Radiohead, although I don't care much for the new abstract sort of sound (coldplayesque? and I don't care for coldplay either ) did alright.

Bah, my 2 cents, for the maybe half hour I watched. Ugh I hate the state of pop music these days, and how people with stage names such as "ghostface killah" can win awards and are respected. I'm just venting here.

Edit: I was also let down by John Mayer, BB King, Keith Urban, Buddy Guy duet sorta thing.


----------



## Robert1950 (Jan 21, 2006)

No.

... but it was good to hear that Zappa Plays Zappa won best instrumental.


----------



## Robert1950 (Jan 21, 2006)

Luke98 said:


> How disrespectful is it to an artist such as stevie wonder to perform with a few kid's who's main fanbase is 10 year old girls.

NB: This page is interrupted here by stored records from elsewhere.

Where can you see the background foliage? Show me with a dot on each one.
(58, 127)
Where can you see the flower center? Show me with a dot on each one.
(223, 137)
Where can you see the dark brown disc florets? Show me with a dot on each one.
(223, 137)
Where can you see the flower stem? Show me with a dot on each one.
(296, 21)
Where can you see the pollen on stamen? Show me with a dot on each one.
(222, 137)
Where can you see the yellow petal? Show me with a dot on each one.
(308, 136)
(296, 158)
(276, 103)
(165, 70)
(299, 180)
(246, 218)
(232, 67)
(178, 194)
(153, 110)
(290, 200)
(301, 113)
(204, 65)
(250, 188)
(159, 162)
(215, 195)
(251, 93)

Hey, two of those 10 and under fans live in the White House.


----------



## rollingdam (May 11, 2006)

I just don't get Kanye West... the girl did all the singing and mentioned him twice at the end... he never acknowledged her... what an ass


----------



## happydude (Oct 15, 2007)

Robert1950 said:


> Hey, two of those 10 and under fans live in the White House.


If Dubya taught us anything, it should be that the White House is not always a beacon of intellectuality, culture, class, taste, or even common sense. 9kkhhd


----------